# 1. Handling Missing Values and Scaling Numerical Features

In [21]:
from pyspark.sql import SparkSession
from pyspark.ml.feature import VectorAssembler, StandardScaler
from pyspark.ml.feature import Imputer

# Create Spark session
spark = SparkSession.builder.appName("DataPreprocessing").getOrCreate()

# Load data
data = spark.read.csv("data1.csv", header=True, inferSchema=True)

# Handle missing values using Imputer
imputer = Imputer(inputCols=data.columns, outputCols=[f"{col}_imputed" for col in data.columns])
data_imputed = imputer.fit(data).transform(data)

# Assemble features into a vector
feature_cols = [f"{col}_imputed" for col in data.columns]  # Use imputed columns
assembler = VectorAssembler(inputCols=feature_cols, outputCol="features")
data_vector = assembler.transform(data_imputed)
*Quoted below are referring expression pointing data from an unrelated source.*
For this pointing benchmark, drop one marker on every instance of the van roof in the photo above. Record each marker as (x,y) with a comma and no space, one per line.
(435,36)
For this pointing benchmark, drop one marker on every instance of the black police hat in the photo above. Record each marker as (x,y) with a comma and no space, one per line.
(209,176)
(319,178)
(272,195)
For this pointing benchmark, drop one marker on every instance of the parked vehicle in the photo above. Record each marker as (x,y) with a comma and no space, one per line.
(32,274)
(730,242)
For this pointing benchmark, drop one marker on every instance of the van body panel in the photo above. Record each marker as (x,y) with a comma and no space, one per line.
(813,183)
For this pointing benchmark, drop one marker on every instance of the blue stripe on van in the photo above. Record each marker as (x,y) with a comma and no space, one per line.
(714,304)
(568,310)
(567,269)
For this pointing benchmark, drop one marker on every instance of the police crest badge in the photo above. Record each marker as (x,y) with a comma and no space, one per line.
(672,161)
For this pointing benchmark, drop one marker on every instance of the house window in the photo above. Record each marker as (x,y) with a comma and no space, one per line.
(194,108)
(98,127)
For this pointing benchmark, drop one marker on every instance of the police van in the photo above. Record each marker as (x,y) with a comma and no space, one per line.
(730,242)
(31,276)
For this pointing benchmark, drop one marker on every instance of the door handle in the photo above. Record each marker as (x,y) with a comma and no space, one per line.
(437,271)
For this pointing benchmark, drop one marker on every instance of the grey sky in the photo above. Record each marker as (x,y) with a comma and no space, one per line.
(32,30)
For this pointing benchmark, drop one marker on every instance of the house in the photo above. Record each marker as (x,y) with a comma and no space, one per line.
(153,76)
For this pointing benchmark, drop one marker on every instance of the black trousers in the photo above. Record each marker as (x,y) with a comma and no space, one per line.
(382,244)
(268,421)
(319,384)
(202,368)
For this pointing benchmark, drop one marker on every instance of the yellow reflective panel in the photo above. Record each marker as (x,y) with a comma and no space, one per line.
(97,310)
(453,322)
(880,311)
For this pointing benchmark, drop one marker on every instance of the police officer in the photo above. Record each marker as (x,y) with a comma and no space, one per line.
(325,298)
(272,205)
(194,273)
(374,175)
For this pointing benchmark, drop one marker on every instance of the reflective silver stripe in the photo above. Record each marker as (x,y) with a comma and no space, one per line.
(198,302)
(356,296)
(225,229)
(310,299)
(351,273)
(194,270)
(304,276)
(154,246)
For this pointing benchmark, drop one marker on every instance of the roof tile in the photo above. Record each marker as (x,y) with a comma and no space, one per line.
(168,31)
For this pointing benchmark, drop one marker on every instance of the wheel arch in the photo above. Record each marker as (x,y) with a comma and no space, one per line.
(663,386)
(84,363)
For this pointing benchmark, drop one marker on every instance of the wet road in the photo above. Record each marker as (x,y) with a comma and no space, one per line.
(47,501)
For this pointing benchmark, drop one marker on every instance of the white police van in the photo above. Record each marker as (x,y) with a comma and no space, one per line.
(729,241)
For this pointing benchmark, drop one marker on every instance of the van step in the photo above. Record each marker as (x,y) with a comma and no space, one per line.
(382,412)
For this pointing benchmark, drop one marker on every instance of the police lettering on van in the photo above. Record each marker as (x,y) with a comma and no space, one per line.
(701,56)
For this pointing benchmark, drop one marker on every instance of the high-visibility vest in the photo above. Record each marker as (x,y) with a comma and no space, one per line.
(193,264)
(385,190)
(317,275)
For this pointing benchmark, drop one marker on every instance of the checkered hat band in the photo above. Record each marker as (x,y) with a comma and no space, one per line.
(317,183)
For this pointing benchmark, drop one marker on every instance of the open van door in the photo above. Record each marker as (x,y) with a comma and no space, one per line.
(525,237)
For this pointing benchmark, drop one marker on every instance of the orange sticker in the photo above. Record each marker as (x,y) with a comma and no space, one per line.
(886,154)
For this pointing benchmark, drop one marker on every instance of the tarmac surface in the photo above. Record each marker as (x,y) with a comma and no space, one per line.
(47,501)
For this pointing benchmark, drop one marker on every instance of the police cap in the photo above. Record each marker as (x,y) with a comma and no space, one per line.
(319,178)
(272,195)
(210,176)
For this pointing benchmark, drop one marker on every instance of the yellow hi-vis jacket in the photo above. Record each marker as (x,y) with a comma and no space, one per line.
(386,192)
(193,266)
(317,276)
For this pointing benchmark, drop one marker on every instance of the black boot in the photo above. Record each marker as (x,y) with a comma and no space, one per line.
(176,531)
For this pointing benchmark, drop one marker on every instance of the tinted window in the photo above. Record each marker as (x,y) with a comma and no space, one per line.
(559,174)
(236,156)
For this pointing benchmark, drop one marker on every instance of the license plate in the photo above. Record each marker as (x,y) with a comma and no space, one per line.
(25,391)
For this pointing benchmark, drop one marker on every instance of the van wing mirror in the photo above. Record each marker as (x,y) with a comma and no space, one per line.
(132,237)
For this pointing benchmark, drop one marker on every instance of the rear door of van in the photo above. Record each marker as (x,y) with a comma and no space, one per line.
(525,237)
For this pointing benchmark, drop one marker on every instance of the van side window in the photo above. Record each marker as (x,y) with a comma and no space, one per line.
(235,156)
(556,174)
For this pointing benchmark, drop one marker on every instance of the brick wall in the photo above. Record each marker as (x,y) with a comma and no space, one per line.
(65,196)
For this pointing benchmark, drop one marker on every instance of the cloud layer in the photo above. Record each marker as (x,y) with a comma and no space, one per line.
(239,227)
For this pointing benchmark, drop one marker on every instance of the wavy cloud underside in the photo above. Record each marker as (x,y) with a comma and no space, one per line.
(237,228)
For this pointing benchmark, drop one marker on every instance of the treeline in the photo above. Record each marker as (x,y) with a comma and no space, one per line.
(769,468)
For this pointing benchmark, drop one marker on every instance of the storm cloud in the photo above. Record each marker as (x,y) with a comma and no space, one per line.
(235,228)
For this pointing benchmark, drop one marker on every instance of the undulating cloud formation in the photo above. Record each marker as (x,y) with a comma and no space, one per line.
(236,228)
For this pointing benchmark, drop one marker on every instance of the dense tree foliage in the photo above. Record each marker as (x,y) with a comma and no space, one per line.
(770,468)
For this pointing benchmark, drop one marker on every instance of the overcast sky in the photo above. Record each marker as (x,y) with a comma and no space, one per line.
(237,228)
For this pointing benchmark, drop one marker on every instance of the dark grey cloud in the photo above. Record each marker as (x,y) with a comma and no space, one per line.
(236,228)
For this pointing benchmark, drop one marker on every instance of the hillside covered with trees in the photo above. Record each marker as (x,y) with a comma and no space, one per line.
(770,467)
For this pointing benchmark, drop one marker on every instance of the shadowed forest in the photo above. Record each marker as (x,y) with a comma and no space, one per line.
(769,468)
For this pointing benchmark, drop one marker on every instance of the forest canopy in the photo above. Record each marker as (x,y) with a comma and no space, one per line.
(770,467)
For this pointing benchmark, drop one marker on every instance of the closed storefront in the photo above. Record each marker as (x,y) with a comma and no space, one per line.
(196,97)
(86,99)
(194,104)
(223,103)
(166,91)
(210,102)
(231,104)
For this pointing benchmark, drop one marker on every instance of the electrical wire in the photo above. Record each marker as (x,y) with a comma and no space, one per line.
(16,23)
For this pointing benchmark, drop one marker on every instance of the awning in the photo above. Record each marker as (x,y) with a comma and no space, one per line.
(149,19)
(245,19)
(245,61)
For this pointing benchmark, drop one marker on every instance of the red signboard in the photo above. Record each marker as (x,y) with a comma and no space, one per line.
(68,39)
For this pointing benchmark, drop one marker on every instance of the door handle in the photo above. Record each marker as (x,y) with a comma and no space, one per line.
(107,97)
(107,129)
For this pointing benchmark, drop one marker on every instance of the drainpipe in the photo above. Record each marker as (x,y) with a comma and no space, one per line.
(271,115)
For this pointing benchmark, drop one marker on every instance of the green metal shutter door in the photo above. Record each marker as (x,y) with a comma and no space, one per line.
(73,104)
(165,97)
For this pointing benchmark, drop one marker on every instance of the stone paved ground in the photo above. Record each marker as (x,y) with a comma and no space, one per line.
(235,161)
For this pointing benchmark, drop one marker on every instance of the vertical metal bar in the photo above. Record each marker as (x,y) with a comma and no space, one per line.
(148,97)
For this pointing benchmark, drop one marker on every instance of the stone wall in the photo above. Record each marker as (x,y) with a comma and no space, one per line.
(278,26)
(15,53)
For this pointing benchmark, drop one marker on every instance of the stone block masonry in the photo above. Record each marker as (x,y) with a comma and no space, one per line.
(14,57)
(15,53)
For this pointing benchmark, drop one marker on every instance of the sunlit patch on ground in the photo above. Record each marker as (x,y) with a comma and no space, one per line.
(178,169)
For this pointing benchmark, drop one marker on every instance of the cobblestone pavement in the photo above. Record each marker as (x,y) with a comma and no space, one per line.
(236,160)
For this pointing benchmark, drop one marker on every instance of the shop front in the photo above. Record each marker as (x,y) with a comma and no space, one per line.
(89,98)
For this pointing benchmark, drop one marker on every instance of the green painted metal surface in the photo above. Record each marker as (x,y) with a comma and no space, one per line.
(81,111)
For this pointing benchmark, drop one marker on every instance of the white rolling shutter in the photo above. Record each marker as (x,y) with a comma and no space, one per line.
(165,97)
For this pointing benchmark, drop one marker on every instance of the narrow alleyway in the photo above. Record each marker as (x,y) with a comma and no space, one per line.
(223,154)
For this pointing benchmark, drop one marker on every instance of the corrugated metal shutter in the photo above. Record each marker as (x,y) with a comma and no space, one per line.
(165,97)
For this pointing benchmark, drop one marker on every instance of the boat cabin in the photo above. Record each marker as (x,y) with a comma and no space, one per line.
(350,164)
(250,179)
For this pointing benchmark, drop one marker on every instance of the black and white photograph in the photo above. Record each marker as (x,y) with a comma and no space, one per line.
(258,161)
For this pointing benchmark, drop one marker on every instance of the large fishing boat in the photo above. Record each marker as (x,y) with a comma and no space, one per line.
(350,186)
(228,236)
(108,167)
# Scale numerical features
scaler = StandardScaler(inputCol="features", outputCol="scaled_features", withMean=True, withStd=True)
scaler_model = scaler.fit(data_vector)
data_scaled = scaler_model.transform(data_vector)

# Show the result
data_scaled.select("scaled_features").show()


+--------------------+
|     scaled_features|
+--------------------+
|[-1.4605934866804...|
|[-1.0954451150103...|
|[-0.7302967433402...|
|[-0.3651483716701...|
|[0.0,-1.286034203...|
|[0.36514837167011...|
|[0.73029674334022...|
|[1.09544511501033...|
|[1.46059348668044...|
+--------------------+



# 2. K-means Clustering

In [13]:
from pyspark.ml.clustering import KMeans

# Set the number of clusters
num_clusters = 3

# Train K-means model
kmeans = KMeans(featuresCol="scaled_features", k=num_clusters)
model = kmeans.fit(data_scaled)

# Make predictions
predictions = model.transform(data_scaled)

# Show cluster assignments
predictions.select("scaled_features", "prediction").show()


+--------------------+----------+
|     scaled_features|prediction|
+--------------------+----------+
|[-1.4605934866804...|         1|
|[-1.0954451150103...|         1|
|[-0.7302967433402...|         2|
|[-0.3651483716701...|         2|
|[0.0,-1.286034203...|         1|
|[0.36514837167011...|         2|
|[0.73029674334022...|         0|
|[1.09544511501033...|         0|
|[1.46059348668044...|         0|
+--------------------+----------+



# 3. Labeling Data Points as Anomalies Based on Cluster Assignments

In [14]:
from pyspark.sql import functions as F

# Assuming a point is an anomaly if it is not assigned to the most populous cluster
# Get the count of points in each cluster
cluster_counts = predictions.groupBy("prediction").count().orderBy(F.desc("count"))

# Get the most populous cluster
most_populous_cluster = cluster_counts.first()["prediction"]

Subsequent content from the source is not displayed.